Washington (CNN) -- To recap: The United States and its allies are scrambling to defeat Moammar Gadhafi's forces in Libya. There's a no-fly zone, a freezing of assets, threats about prosecution in international courts and an arms embargo. We're trying to get Gadhafi to surrender -- and, hopefully, leave.
And, by the way, the president has secretly ordered the CIA to try to figure out just who the rebels are -- and whether they're a dependable enough crew, worthy of our money or our arms. "We haven't ruled out arming the rebels," a senior administration official tells me. "But there are a lot of questions that need to be answered first -- including whether they are even trained to use what we might give them."
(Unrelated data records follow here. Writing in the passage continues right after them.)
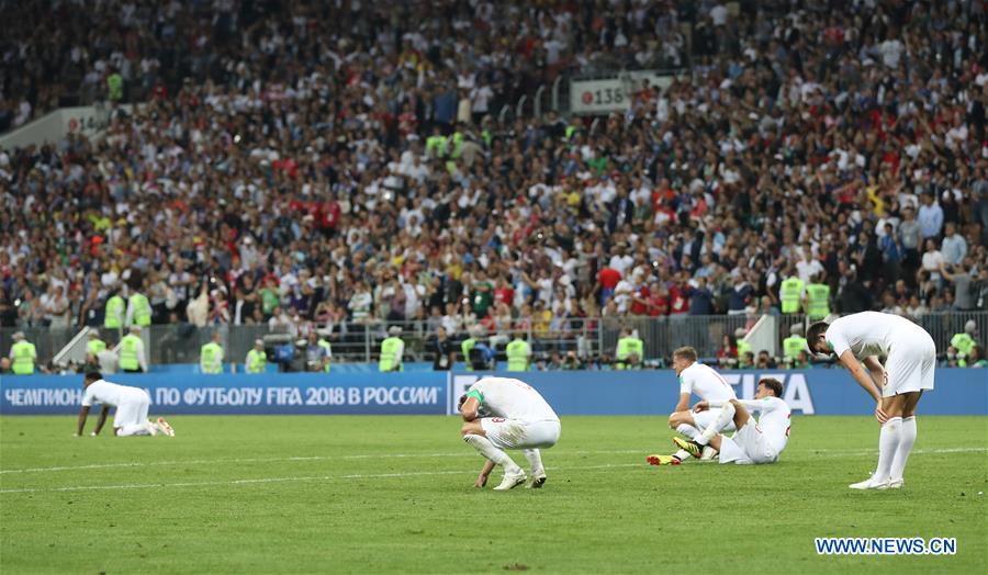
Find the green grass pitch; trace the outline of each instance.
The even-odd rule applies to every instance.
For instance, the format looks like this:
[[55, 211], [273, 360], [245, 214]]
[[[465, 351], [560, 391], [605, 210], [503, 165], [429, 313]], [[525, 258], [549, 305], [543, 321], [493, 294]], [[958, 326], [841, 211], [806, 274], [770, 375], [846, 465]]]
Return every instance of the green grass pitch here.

If the policy sounds, er, improvisational, that's because it is. Naturally, any form of ad-hoc-ism is not exactly comforting, especially when it comes to foreign military intervention. Most often, intervention works this way: When we are attacked, we respond. When people plan to attack us, we try to prevent it. Presidents are asked to consult with Congress, provide a mission, goals, timetables and endgames. We like to know how we're getting out before we get in. We are understandably war-weary.
Yet when the president proposes an alternative to the now unpopular all-or-nothing-go-it-alone military interventions of Iraq and Afghanistan, it's still somehow unsettling.
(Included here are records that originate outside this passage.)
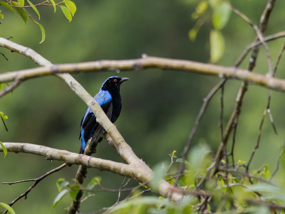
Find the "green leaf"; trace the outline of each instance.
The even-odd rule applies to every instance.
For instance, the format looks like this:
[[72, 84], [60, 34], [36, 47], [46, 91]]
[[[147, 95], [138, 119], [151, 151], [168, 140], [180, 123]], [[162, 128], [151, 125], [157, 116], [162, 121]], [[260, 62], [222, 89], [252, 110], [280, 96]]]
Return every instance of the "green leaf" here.
[[59, 178], [56, 181], [56, 187], [60, 192], [65, 187], [69, 184], [69, 182], [66, 181], [64, 178]]
[[2, 13], [2, 11], [0, 10], [0, 18], [1, 18], [3, 19], [4, 19], [4, 15], [3, 15], [3, 13]]
[[20, 3], [20, 4], [22, 6], [24, 6], [25, 4], [25, 0], [17, 0], [18, 2]]
[[239, 161], [237, 161], [237, 164], [239, 164], [241, 163], [245, 163], [246, 162], [246, 161], [241, 161], [240, 160], [239, 160]]
[[69, 21], [69, 22], [70, 22], [72, 20], [72, 15], [71, 15], [71, 13], [70, 13], [70, 11], [69, 11], [69, 10], [68, 9], [68, 8], [64, 6], [60, 6], [60, 7], [61, 8], [62, 12], [63, 12], [63, 14], [64, 14], [64, 15], [66, 17], [66, 19], [68, 19]]
[[6, 204], [4, 203], [0, 203], [0, 205], [2, 206], [4, 208], [8, 210], [8, 212], [11, 213], [11, 214], [15, 214], [15, 211], [13, 209], [13, 208], [8, 204]]
[[0, 5], [1, 5], [3, 7], [5, 7], [7, 9], [9, 9], [15, 13], [16, 16], [17, 15], [17, 14], [16, 13], [16, 11], [15, 11], [15, 10], [14, 9], [7, 3], [5, 3], [4, 2], [2, 1], [0, 1]]
[[[19, 2], [17, 2], [17, 1], [11, 1], [10, 2], [10, 3], [14, 6], [21, 7], [21, 5]], [[25, 12], [26, 10], [24, 8], [22, 9], [20, 7], [15, 7], [15, 8], [16, 9], [18, 13], [20, 14], [20, 16], [22, 17], [23, 20], [25, 22], [25, 23], [26, 23], [28, 21], [28, 15]]]
[[147, 187], [145, 185], [142, 185], [142, 184], [139, 181], [139, 184], [140, 185], [141, 185], [142, 187], [143, 187], [146, 189], [147, 189]]
[[55, 13], [55, 11], [56, 10], [56, 7], [55, 6], [55, 3], [53, 0], [50, 0], [50, 2], [52, 4], [52, 6], [53, 6], [54, 8], [54, 13]]
[[100, 182], [101, 180], [102, 179], [100, 177], [94, 177], [92, 179], [91, 181], [87, 184], [86, 188], [87, 189], [91, 190], [94, 188], [95, 186], [98, 185], [98, 181], [99, 182]]
[[40, 27], [40, 30], [42, 31], [42, 41], [40, 43], [40, 44], [44, 41], [44, 39], [46, 38], [46, 33], [44, 32], [44, 27], [41, 25], [39, 24], [36, 22], [35, 22], [35, 23], [36, 24], [37, 24]]
[[[183, 162], [183, 160], [182, 158], [177, 158], [176, 160], [176, 161], [175, 161], [176, 162], [178, 162], [178, 163], [181, 163], [181, 162]], [[190, 163], [188, 162], [188, 161], [186, 161], [186, 160], [184, 161], [184, 163], [188, 165], [191, 165]]]
[[216, 7], [213, 16], [213, 23], [216, 29], [221, 30], [228, 23], [231, 11], [228, 3], [223, 1]]
[[71, 12], [72, 16], [74, 15], [74, 14], [76, 11], [76, 6], [75, 4], [73, 3], [71, 1], [69, 0], [65, 0], [63, 1], [63, 2], [65, 3], [65, 5]]
[[4, 115], [4, 113], [2, 112], [0, 112], [0, 116], [3, 119], [8, 119], [8, 116], [7, 115]]
[[[74, 185], [71, 187], [72, 189], [80, 189], [80, 187], [79, 185], [77, 184]], [[77, 196], [77, 194], [79, 192], [80, 190], [72, 190], [69, 192], [69, 195], [71, 196], [74, 201], [75, 201], [76, 199], [76, 197]]]
[[63, 197], [68, 193], [69, 191], [69, 190], [66, 189], [63, 189], [61, 191], [57, 194], [57, 195], [55, 197], [55, 198], [54, 199], [54, 201], [53, 203], [52, 203], [52, 210], [53, 212], [54, 210], [55, 207], [58, 203], [58, 202]]
[[3, 145], [3, 144], [2, 143], [2, 142], [1, 141], [0, 141], [0, 145], [2, 147], [2, 149], [3, 150], [3, 152], [4, 153], [4, 157], [5, 158], [7, 155], [7, 149], [4, 146], [4, 145]]
[[29, 1], [29, 0], [27, 0], [27, 1], [28, 3], [30, 4], [30, 5], [31, 5], [31, 7], [32, 7], [32, 8], [34, 9], [34, 10], [35, 11], [35, 12], [36, 13], [36, 14], [38, 14], [38, 19], [40, 19], [40, 13], [38, 12], [38, 9], [36, 8], [36, 7], [32, 4], [32, 3]]
[[225, 51], [225, 39], [219, 31], [212, 30], [210, 33], [210, 60], [215, 62], [221, 58]]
When the president says, as he did in his speech Monday, "We should not be afraid to act -- but the burden of action should not be America's alone," we get it. But we also start wondering: What happens if we're not driving the car? We always drive the car. Truth is, we like to drive. And when we're not driving, we think it's easy -- even likely -- for the coalition to veer off course.
So here's the conundrum: We don't want to go it alone. Yet we're not sure we trust others to take the lead.
And that's where the Republican political play is right now. And it's easy: Sidestep the entire question of intervention, while either (a) saying Obama took too long to do it or (b) he did it in a wimpy (and possibly self-defeating) way (spelled "coalition"). In other words, don't lead. Just say Obama can't lead.
Consider Mississippi Gov. Haley Barbour, who recently complained to a local radio station that "The Obama administration's position has been to say, 'You know, we're just one of the boys. We're not going to try to be the leader.' And we see that when you don't have strong leadership from the strongest country in the world, then everybody else scatters out and breaks up."
So, um, what's the right thing to do? "I'm not saying 'Do this, do that,'" he told WFMN radio in Jackson, Mississippi, going on to say we need to make sure we have the resources we need to accomplish the mission. Now is that clear?
Mitt Romney says he supports military action, but says Obama is taking orders -- from the Arab League and the UN -- rather than giving them. And then there's Newt Gingrich, who was for an intervention before he was against it -- at least the way Obama did it.
Republicans can get away with the Obama-doesn't-believe-in-American-exceptionalism stuff for awhile because the public itself is ambivalent. In fact, a Pew poll taken on the eve of the president's speech showed that only 47% of Americans believed that the airstrikes in Libya were warranted. And when asked about whether there is a clear goal, the public also seemed largely unconvinced. Most notably, independent voters said there's no clear goal, by a 57% to 35% margin.
The president deserves props for the immense coalition he put together, not to mention a successful vote in the UN Security Council against Libya. Yet Obama has succeeded in making no one completely happy: Those who wanted unilateral intervention quickly say Obama has dithered, caring more about building a coalition than saving the Libyan people. On the other end of the spectrum, those worried about intervention without a clear exit strategy consider Obama to be too hasty. So he can't win.
Unless he does. If Gadhafi goes, Obama's a hero. And all of that improvisation will suddenly look like a well-constructed sonata.
The opinions expressed in this commentary are solely those of Gloria Borger.